In 2020, Malibu created a Mass Evacuation Plan which was designed to create maximum traffic flow to improve evacuees as quickly and efficiently as possible. The three main factors include evacuation strategies, traffic management, and communication. The evacuation plan goal is to ensure a safe and effective evacuation of the community during life-threatening emergencies.
Initial actions depend on what type of action the Los Angeles County Sheriff’s Department incident commander receives from the Los Angeles County Fire Department. The three standardized evacuation terms include evacuation order, evacuation warning, and shelter in place.
Affected residents will be notified for evacuation routes, safe refuge areas, shelter locations, and large animal shelter locations outside evacuation areas.
Safe Refuge Areas are temporary staging areas in a mandatory evacuation. They may also be used to help move traffic off the road to speed up the movement of people out of the immediate danger area. Residents seeking refuge in a Safe Refuge Area will be notified that the Safe Refuge Area is not a “hard or permanent shelter” and in the event, the evacuation order involves the Safe Refuge Area, those residents will be required to evacuate.
Communications from the city include official notification of an evacuation by LAFD or LASD, and messages using all available and appropriate communication tools.
The city also coordinates with Community Emergency Response Team (CERT) Team members, volunteers with Meals on Wheels, Sheriff’s Volunteers on Patrol (VOPs), and other community-based organizations, nonprofits and faith groups to conduct wellness checks.
The Mass Evacuation Plan can be found on the city website malibucity.org.
Malibu issues emergency alerts upon notification, such as an alert of an evacuation, wildfire threats and alert systems, Wireless Emergency Alerts, and through social media by following the city on Instagram and Twitter at cityofmalibu.
Other forms of preparedness the city has in place is a Survival Guide.

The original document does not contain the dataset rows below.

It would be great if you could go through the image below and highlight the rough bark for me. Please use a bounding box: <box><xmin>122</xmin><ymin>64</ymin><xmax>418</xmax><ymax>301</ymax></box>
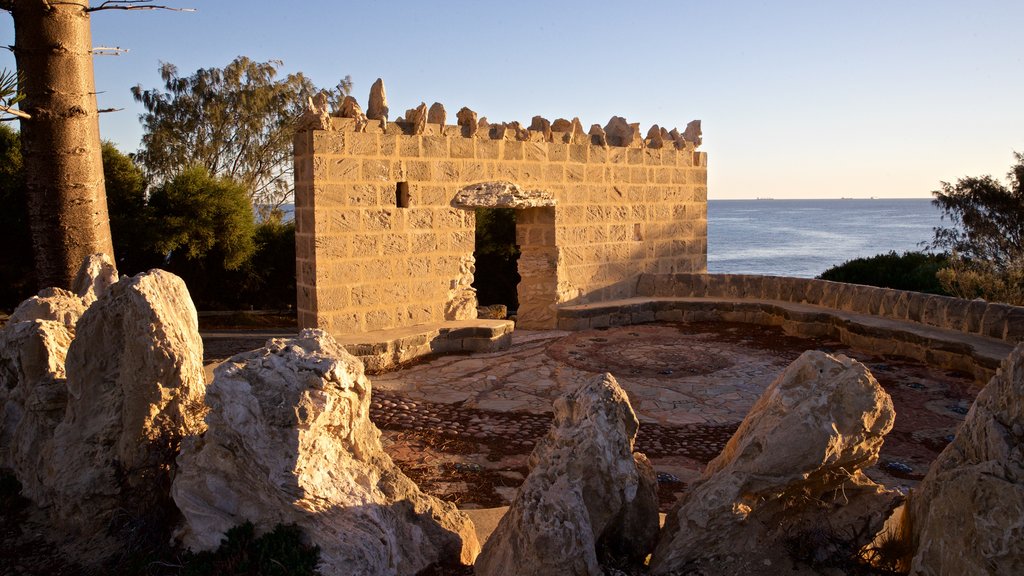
<box><xmin>7</xmin><ymin>0</ymin><xmax>114</xmax><ymax>289</ymax></box>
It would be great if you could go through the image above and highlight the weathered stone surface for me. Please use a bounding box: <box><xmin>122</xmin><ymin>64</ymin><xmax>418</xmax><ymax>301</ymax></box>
<box><xmin>71</xmin><ymin>252</ymin><xmax>118</xmax><ymax>306</ymax></box>
<box><xmin>427</xmin><ymin>102</ymin><xmax>446</xmax><ymax>125</ymax></box>
<box><xmin>366</xmin><ymin>78</ymin><xmax>389</xmax><ymax>121</ymax></box>
<box><xmin>453</xmin><ymin>181</ymin><xmax>557</xmax><ymax>209</ymax></box>
<box><xmin>37</xmin><ymin>270</ymin><xmax>206</xmax><ymax>536</ymax></box>
<box><xmin>340</xmin><ymin>95</ymin><xmax>368</xmax><ymax>131</ymax></box>
<box><xmin>650</xmin><ymin>350</ymin><xmax>898</xmax><ymax>575</ymax></box>
<box><xmin>457</xmin><ymin>107</ymin><xmax>478</xmax><ymax>137</ymax></box>
<box><xmin>0</xmin><ymin>320</ymin><xmax>72</xmax><ymax>474</ymax></box>
<box><xmin>589</xmin><ymin>123</ymin><xmax>608</xmax><ymax>146</ymax></box>
<box><xmin>297</xmin><ymin>92</ymin><xmax>331</xmax><ymax>131</ymax></box>
<box><xmin>529</xmin><ymin>115</ymin><xmax>552</xmax><ymax>141</ymax></box>
<box><xmin>570</xmin><ymin>117</ymin><xmax>586</xmax><ymax>144</ymax></box>
<box><xmin>906</xmin><ymin>342</ymin><xmax>1024</xmax><ymax>575</ymax></box>
<box><xmin>172</xmin><ymin>329</ymin><xmax>479</xmax><ymax>575</ymax></box>
<box><xmin>605</xmin><ymin>116</ymin><xmax>642</xmax><ymax>147</ymax></box>
<box><xmin>444</xmin><ymin>255</ymin><xmax>478</xmax><ymax>321</ymax></box>
<box><xmin>646</xmin><ymin>124</ymin><xmax>665</xmax><ymax>149</ymax></box>
<box><xmin>405</xmin><ymin>102</ymin><xmax>428</xmax><ymax>135</ymax></box>
<box><xmin>8</xmin><ymin>287</ymin><xmax>87</xmax><ymax>330</ymax></box>
<box><xmin>682</xmin><ymin>119</ymin><xmax>702</xmax><ymax>147</ymax></box>
<box><xmin>475</xmin><ymin>372</ymin><xmax>659</xmax><ymax>576</ymax></box>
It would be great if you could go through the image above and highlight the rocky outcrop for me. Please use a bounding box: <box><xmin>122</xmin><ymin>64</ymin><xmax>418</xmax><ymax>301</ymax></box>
<box><xmin>172</xmin><ymin>329</ymin><xmax>480</xmax><ymax>576</ymax></box>
<box><xmin>0</xmin><ymin>320</ymin><xmax>73</xmax><ymax>474</ymax></box>
<box><xmin>71</xmin><ymin>252</ymin><xmax>118</xmax><ymax>306</ymax></box>
<box><xmin>906</xmin><ymin>342</ymin><xmax>1024</xmax><ymax>575</ymax></box>
<box><xmin>39</xmin><ymin>270</ymin><xmax>206</xmax><ymax>534</ymax></box>
<box><xmin>474</xmin><ymin>372</ymin><xmax>659</xmax><ymax>576</ymax></box>
<box><xmin>298</xmin><ymin>92</ymin><xmax>332</xmax><ymax>131</ymax></box>
<box><xmin>8</xmin><ymin>287</ymin><xmax>87</xmax><ymax>329</ymax></box>
<box><xmin>650</xmin><ymin>351</ymin><xmax>899</xmax><ymax>575</ymax></box>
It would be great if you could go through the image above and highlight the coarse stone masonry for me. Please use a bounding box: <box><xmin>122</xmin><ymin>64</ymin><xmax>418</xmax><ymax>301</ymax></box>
<box><xmin>294</xmin><ymin>114</ymin><xmax>707</xmax><ymax>334</ymax></box>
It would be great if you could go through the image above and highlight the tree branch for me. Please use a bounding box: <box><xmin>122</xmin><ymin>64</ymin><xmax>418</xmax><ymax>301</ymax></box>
<box><xmin>0</xmin><ymin>103</ymin><xmax>30</xmax><ymax>119</ymax></box>
<box><xmin>88</xmin><ymin>0</ymin><xmax>195</xmax><ymax>12</ymax></box>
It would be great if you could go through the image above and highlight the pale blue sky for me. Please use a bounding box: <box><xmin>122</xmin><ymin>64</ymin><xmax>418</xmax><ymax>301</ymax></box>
<box><xmin>3</xmin><ymin>0</ymin><xmax>1022</xmax><ymax>199</ymax></box>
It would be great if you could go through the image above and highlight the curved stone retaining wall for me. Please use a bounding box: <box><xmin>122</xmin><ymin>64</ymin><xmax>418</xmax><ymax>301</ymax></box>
<box><xmin>636</xmin><ymin>273</ymin><xmax>1024</xmax><ymax>343</ymax></box>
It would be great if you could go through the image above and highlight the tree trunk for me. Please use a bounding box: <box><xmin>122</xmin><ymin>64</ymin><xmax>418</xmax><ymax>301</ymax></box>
<box><xmin>9</xmin><ymin>0</ymin><xmax>114</xmax><ymax>289</ymax></box>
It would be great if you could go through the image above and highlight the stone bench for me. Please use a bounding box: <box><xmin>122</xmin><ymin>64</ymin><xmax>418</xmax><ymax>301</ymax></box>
<box><xmin>334</xmin><ymin>319</ymin><xmax>515</xmax><ymax>373</ymax></box>
<box><xmin>556</xmin><ymin>297</ymin><xmax>1015</xmax><ymax>383</ymax></box>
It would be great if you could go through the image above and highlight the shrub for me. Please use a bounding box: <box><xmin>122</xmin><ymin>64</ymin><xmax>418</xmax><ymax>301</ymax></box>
<box><xmin>181</xmin><ymin>522</ymin><xmax>320</xmax><ymax>576</ymax></box>
<box><xmin>818</xmin><ymin>251</ymin><xmax>949</xmax><ymax>295</ymax></box>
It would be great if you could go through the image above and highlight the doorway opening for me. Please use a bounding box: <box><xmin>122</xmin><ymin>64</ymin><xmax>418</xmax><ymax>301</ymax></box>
<box><xmin>472</xmin><ymin>207</ymin><xmax>520</xmax><ymax>314</ymax></box>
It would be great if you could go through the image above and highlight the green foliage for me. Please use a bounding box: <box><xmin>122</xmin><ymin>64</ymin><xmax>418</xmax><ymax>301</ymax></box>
<box><xmin>148</xmin><ymin>166</ymin><xmax>256</xmax><ymax>271</ymax></box>
<box><xmin>929</xmin><ymin>153</ymin><xmax>1024</xmax><ymax>304</ymax></box>
<box><xmin>181</xmin><ymin>522</ymin><xmax>320</xmax><ymax>576</ymax></box>
<box><xmin>0</xmin><ymin>68</ymin><xmax>26</xmax><ymax>119</ymax></box>
<box><xmin>0</xmin><ymin>123</ymin><xmax>34</xmax><ymax>308</ymax></box>
<box><xmin>132</xmin><ymin>57</ymin><xmax>350</xmax><ymax>211</ymax></box>
<box><xmin>102</xmin><ymin>141</ymin><xmax>160</xmax><ymax>274</ymax></box>
<box><xmin>472</xmin><ymin>208</ymin><xmax>520</xmax><ymax>310</ymax></box>
<box><xmin>818</xmin><ymin>251</ymin><xmax>949</xmax><ymax>295</ymax></box>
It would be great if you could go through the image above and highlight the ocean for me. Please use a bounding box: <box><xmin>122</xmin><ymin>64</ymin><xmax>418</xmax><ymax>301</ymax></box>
<box><xmin>708</xmin><ymin>198</ymin><xmax>944</xmax><ymax>278</ymax></box>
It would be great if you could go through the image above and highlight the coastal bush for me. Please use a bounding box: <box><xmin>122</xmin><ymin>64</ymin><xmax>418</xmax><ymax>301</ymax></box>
<box><xmin>817</xmin><ymin>251</ymin><xmax>949</xmax><ymax>295</ymax></box>
<box><xmin>180</xmin><ymin>522</ymin><xmax>320</xmax><ymax>576</ymax></box>
<box><xmin>0</xmin><ymin>124</ymin><xmax>34</xmax><ymax>310</ymax></box>
<box><xmin>929</xmin><ymin>152</ymin><xmax>1024</xmax><ymax>305</ymax></box>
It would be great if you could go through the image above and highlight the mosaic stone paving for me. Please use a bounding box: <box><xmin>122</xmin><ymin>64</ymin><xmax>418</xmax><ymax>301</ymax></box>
<box><xmin>367</xmin><ymin>321</ymin><xmax>980</xmax><ymax>509</ymax></box>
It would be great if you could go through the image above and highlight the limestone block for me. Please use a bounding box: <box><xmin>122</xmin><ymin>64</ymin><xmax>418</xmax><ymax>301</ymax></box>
<box><xmin>297</xmin><ymin>92</ymin><xmax>331</xmax><ymax>131</ymax></box>
<box><xmin>366</xmin><ymin>78</ymin><xmax>388</xmax><ymax>121</ymax></box>
<box><xmin>528</xmin><ymin>115</ymin><xmax>552</xmax><ymax>141</ymax></box>
<box><xmin>453</xmin><ymin>181</ymin><xmax>556</xmax><ymax>209</ymax></box>
<box><xmin>477</xmin><ymin>116</ymin><xmax>490</xmax><ymax>139</ymax></box>
<box><xmin>474</xmin><ymin>372</ymin><xmax>659</xmax><ymax>576</ymax></box>
<box><xmin>456</xmin><ymin>106</ymin><xmax>478</xmax><ymax>137</ymax></box>
<box><xmin>172</xmin><ymin>330</ymin><xmax>480</xmax><ymax>574</ymax></box>
<box><xmin>646</xmin><ymin>124</ymin><xmax>665</xmax><ymax>149</ymax></box>
<box><xmin>71</xmin><ymin>252</ymin><xmax>118</xmax><ymax>306</ymax></box>
<box><xmin>589</xmin><ymin>124</ymin><xmax>608</xmax><ymax>146</ymax></box>
<box><xmin>405</xmin><ymin>102</ymin><xmax>428</xmax><ymax>135</ymax></box>
<box><xmin>427</xmin><ymin>102</ymin><xmax>446</xmax><ymax>125</ymax></box>
<box><xmin>682</xmin><ymin>119</ymin><xmax>702</xmax><ymax>147</ymax></box>
<box><xmin>605</xmin><ymin>116</ymin><xmax>641</xmax><ymax>147</ymax></box>
<box><xmin>8</xmin><ymin>287</ymin><xmax>87</xmax><ymax>330</ymax></box>
<box><xmin>650</xmin><ymin>351</ymin><xmax>899</xmax><ymax>575</ymax></box>
<box><xmin>29</xmin><ymin>270</ymin><xmax>207</xmax><ymax>539</ymax></box>
<box><xmin>340</xmin><ymin>95</ymin><xmax>368</xmax><ymax>131</ymax></box>
<box><xmin>905</xmin><ymin>342</ymin><xmax>1024</xmax><ymax>575</ymax></box>
<box><xmin>0</xmin><ymin>319</ymin><xmax>72</xmax><ymax>474</ymax></box>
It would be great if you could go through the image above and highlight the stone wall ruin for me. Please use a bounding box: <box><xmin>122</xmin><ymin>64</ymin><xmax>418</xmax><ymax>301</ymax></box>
<box><xmin>293</xmin><ymin>80</ymin><xmax>707</xmax><ymax>332</ymax></box>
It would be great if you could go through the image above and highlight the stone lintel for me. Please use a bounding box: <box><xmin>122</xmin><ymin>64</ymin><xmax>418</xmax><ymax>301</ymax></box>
<box><xmin>452</xmin><ymin>181</ymin><xmax>557</xmax><ymax>210</ymax></box>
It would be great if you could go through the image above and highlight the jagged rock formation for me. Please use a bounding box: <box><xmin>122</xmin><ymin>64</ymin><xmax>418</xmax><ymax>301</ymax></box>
<box><xmin>7</xmin><ymin>287</ymin><xmax>87</xmax><ymax>329</ymax></box>
<box><xmin>1</xmin><ymin>267</ymin><xmax>206</xmax><ymax>547</ymax></box>
<box><xmin>474</xmin><ymin>372</ymin><xmax>659</xmax><ymax>576</ymax></box>
<box><xmin>453</xmin><ymin>181</ymin><xmax>556</xmax><ymax>209</ymax></box>
<box><xmin>45</xmin><ymin>270</ymin><xmax>207</xmax><ymax>532</ymax></box>
<box><xmin>298</xmin><ymin>92</ymin><xmax>332</xmax><ymax>131</ymax></box>
<box><xmin>71</xmin><ymin>252</ymin><xmax>118</xmax><ymax>306</ymax></box>
<box><xmin>171</xmin><ymin>329</ymin><xmax>480</xmax><ymax>576</ymax></box>
<box><xmin>428</xmin><ymin>102</ymin><xmax>447</xmax><ymax>125</ymax></box>
<box><xmin>0</xmin><ymin>319</ymin><xmax>73</xmax><ymax>474</ymax></box>
<box><xmin>650</xmin><ymin>351</ymin><xmax>899</xmax><ymax>575</ymax></box>
<box><xmin>905</xmin><ymin>342</ymin><xmax>1024</xmax><ymax>575</ymax></box>
<box><xmin>367</xmin><ymin>78</ymin><xmax>388</xmax><ymax>121</ymax></box>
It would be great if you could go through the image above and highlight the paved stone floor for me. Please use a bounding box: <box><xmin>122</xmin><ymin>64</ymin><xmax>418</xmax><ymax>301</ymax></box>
<box><xmin>364</xmin><ymin>321</ymin><xmax>979</xmax><ymax>510</ymax></box>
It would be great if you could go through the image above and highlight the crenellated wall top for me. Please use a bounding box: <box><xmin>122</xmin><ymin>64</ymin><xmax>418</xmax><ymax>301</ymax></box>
<box><xmin>297</xmin><ymin>77</ymin><xmax>702</xmax><ymax>152</ymax></box>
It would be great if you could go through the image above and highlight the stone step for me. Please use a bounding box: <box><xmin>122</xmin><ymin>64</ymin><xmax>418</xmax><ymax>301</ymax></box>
<box><xmin>334</xmin><ymin>319</ymin><xmax>515</xmax><ymax>373</ymax></box>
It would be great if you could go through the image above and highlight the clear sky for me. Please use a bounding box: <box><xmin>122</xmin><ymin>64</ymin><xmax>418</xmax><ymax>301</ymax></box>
<box><xmin>3</xmin><ymin>0</ymin><xmax>1022</xmax><ymax>199</ymax></box>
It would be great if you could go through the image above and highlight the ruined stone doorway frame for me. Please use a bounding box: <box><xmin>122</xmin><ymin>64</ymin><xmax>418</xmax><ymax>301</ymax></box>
<box><xmin>453</xmin><ymin>182</ymin><xmax>559</xmax><ymax>329</ymax></box>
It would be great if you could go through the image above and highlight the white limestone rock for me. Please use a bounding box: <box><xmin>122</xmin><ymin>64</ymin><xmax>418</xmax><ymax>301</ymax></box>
<box><xmin>474</xmin><ymin>372</ymin><xmax>659</xmax><ymax>576</ymax></box>
<box><xmin>456</xmin><ymin>106</ymin><xmax>478</xmax><ymax>137</ymax></box>
<box><xmin>906</xmin><ymin>342</ymin><xmax>1024</xmax><ymax>575</ymax></box>
<box><xmin>453</xmin><ymin>181</ymin><xmax>556</xmax><ymax>209</ymax></box>
<box><xmin>427</xmin><ymin>102</ymin><xmax>447</xmax><ymax>125</ymax></box>
<box><xmin>0</xmin><ymin>320</ymin><xmax>72</xmax><ymax>474</ymax></box>
<box><xmin>41</xmin><ymin>270</ymin><xmax>207</xmax><ymax>533</ymax></box>
<box><xmin>298</xmin><ymin>92</ymin><xmax>332</xmax><ymax>131</ymax></box>
<box><xmin>8</xmin><ymin>287</ymin><xmax>87</xmax><ymax>330</ymax></box>
<box><xmin>650</xmin><ymin>350</ymin><xmax>899</xmax><ymax>576</ymax></box>
<box><xmin>71</xmin><ymin>252</ymin><xmax>118</xmax><ymax>306</ymax></box>
<box><xmin>172</xmin><ymin>329</ymin><xmax>480</xmax><ymax>575</ymax></box>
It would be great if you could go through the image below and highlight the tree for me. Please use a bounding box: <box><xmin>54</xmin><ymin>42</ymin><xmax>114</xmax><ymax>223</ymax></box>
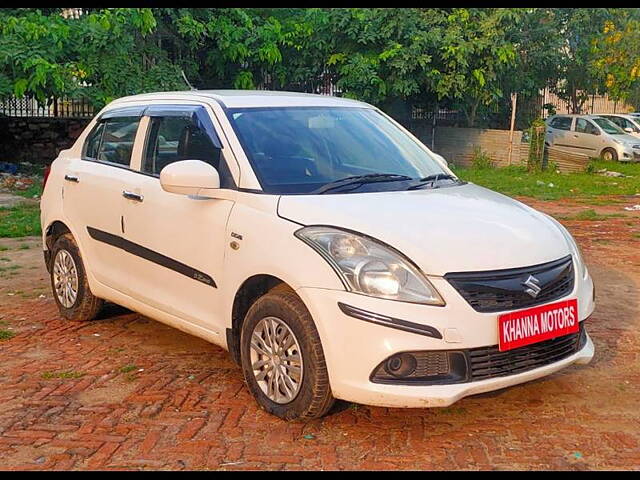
<box><xmin>0</xmin><ymin>8</ymin><xmax>186</xmax><ymax>108</ymax></box>
<box><xmin>550</xmin><ymin>8</ymin><xmax>613</xmax><ymax>113</ymax></box>
<box><xmin>591</xmin><ymin>9</ymin><xmax>640</xmax><ymax>104</ymax></box>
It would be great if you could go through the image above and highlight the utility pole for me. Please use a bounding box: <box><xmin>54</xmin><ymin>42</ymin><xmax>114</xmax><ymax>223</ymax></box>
<box><xmin>507</xmin><ymin>92</ymin><xmax>518</xmax><ymax>166</ymax></box>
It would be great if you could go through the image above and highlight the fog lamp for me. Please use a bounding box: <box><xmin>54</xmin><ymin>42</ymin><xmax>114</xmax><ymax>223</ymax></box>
<box><xmin>385</xmin><ymin>353</ymin><xmax>417</xmax><ymax>378</ymax></box>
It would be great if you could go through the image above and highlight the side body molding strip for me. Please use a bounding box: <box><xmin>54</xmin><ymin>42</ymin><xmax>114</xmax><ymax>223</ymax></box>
<box><xmin>86</xmin><ymin>226</ymin><xmax>217</xmax><ymax>288</ymax></box>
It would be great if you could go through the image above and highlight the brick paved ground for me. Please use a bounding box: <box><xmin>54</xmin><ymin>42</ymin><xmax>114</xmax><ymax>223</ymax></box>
<box><xmin>0</xmin><ymin>196</ymin><xmax>639</xmax><ymax>470</ymax></box>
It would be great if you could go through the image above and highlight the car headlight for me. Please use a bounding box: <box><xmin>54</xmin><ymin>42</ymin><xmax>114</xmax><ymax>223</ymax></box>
<box><xmin>295</xmin><ymin>226</ymin><xmax>445</xmax><ymax>305</ymax></box>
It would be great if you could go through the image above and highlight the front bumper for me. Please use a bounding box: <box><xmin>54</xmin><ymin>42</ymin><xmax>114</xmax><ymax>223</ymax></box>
<box><xmin>354</xmin><ymin>333</ymin><xmax>594</xmax><ymax>408</ymax></box>
<box><xmin>296</xmin><ymin>267</ymin><xmax>595</xmax><ymax>408</ymax></box>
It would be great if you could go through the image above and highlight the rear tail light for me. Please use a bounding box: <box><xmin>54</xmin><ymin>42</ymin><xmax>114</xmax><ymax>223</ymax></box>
<box><xmin>42</xmin><ymin>164</ymin><xmax>52</xmax><ymax>192</ymax></box>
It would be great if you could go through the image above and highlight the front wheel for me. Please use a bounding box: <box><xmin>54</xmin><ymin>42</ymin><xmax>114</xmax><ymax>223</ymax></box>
<box><xmin>240</xmin><ymin>289</ymin><xmax>335</xmax><ymax>420</ymax></box>
<box><xmin>50</xmin><ymin>233</ymin><xmax>103</xmax><ymax>322</ymax></box>
<box><xmin>601</xmin><ymin>148</ymin><xmax>618</xmax><ymax>162</ymax></box>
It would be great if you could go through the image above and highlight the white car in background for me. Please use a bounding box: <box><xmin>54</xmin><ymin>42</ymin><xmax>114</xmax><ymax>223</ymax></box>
<box><xmin>595</xmin><ymin>113</ymin><xmax>640</xmax><ymax>138</ymax></box>
<box><xmin>545</xmin><ymin>114</ymin><xmax>640</xmax><ymax>162</ymax></box>
<box><xmin>40</xmin><ymin>91</ymin><xmax>595</xmax><ymax>420</ymax></box>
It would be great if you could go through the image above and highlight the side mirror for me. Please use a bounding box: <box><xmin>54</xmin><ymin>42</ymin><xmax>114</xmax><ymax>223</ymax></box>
<box><xmin>160</xmin><ymin>160</ymin><xmax>220</xmax><ymax>198</ymax></box>
<box><xmin>624</xmin><ymin>127</ymin><xmax>633</xmax><ymax>133</ymax></box>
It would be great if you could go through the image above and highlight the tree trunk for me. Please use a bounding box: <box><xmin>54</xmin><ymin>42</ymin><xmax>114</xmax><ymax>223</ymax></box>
<box><xmin>464</xmin><ymin>99</ymin><xmax>480</xmax><ymax>128</ymax></box>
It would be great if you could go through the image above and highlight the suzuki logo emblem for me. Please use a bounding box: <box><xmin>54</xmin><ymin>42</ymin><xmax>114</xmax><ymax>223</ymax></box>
<box><xmin>523</xmin><ymin>275</ymin><xmax>542</xmax><ymax>298</ymax></box>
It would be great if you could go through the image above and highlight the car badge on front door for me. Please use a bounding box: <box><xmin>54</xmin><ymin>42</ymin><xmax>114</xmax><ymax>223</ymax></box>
<box><xmin>522</xmin><ymin>275</ymin><xmax>542</xmax><ymax>298</ymax></box>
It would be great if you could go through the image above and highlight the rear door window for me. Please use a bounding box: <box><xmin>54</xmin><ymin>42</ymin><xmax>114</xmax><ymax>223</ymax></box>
<box><xmin>83</xmin><ymin>116</ymin><xmax>140</xmax><ymax>167</ymax></box>
<box><xmin>550</xmin><ymin>117</ymin><xmax>572</xmax><ymax>131</ymax></box>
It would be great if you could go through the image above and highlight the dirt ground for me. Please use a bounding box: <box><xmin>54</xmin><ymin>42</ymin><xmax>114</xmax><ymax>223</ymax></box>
<box><xmin>0</xmin><ymin>195</ymin><xmax>639</xmax><ymax>471</ymax></box>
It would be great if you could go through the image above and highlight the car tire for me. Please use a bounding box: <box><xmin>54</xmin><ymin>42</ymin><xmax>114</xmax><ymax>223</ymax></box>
<box><xmin>240</xmin><ymin>287</ymin><xmax>335</xmax><ymax>420</ymax></box>
<box><xmin>50</xmin><ymin>233</ymin><xmax>103</xmax><ymax>322</ymax></box>
<box><xmin>601</xmin><ymin>148</ymin><xmax>618</xmax><ymax>162</ymax></box>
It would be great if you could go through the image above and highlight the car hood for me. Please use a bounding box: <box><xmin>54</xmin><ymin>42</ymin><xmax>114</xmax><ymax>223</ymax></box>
<box><xmin>278</xmin><ymin>183</ymin><xmax>572</xmax><ymax>276</ymax></box>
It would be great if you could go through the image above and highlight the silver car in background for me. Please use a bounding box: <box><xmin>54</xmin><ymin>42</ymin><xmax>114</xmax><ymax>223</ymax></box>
<box><xmin>545</xmin><ymin>114</ymin><xmax>640</xmax><ymax>162</ymax></box>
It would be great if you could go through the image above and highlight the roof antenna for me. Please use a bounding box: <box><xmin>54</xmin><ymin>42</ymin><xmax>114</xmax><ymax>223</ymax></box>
<box><xmin>181</xmin><ymin>69</ymin><xmax>196</xmax><ymax>91</ymax></box>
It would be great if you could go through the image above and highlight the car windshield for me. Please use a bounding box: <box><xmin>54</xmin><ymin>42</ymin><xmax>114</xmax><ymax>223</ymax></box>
<box><xmin>226</xmin><ymin>106</ymin><xmax>450</xmax><ymax>194</ymax></box>
<box><xmin>592</xmin><ymin>117</ymin><xmax>625</xmax><ymax>135</ymax></box>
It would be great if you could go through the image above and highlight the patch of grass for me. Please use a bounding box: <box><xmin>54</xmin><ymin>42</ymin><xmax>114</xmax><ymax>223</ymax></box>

The city, in collaboration with other agencies, provides public works and other key services during an emergency. The guide provides a detailed list of emergency steps to take during and after a major disaster. Being prepared such as having a plan, pre-assembling an emergency supply kit, staying informed and knowing what to do if a family member is in need of medical attention is essential.
In addition to community awareness, Malibu is working to help the community prepare for wildfires, earthquakes, and other disasters with the city’s annual Public Safety Expo on Saturday, June 4, from 11 a.m. to 2 p.m. at City Hall.
“We never know when disaster may strike, so the time to get prepared as individuals and as a community is right now,” Mayor Paul Grisanti said. “I urge every resident, employee, student or business owner in Malibu to join us for the Public Safety Expo to learn how to make a plan and gather supplies so we can be ready and resilient.”
The free event is part of the city’s ongoing efforts to help the community be more prepared for wildfires, earthquakes, floods, landslides and other disasters that nature might bring.
Attendees will be able to take a ride in an earthquake simulator that recreates a realistic and educational experience of a major earthquake inside a house, highlighting the need to make your home more earthquake safe.
Numerous vendors will have emergency preparedness equipment and supplies for sale and demonstration. Attendees can learn about a variety of volunteer opportunities and see specialty emergency and law enforcement teams and vehicles such as K-9, Malibu Sheriff’s Search and Rescue, Fire Department trucks and more.
The vendors, participating agencies and training offered at the Expo will be listed on this page and at www.MalibuCity.org/PublicSafety.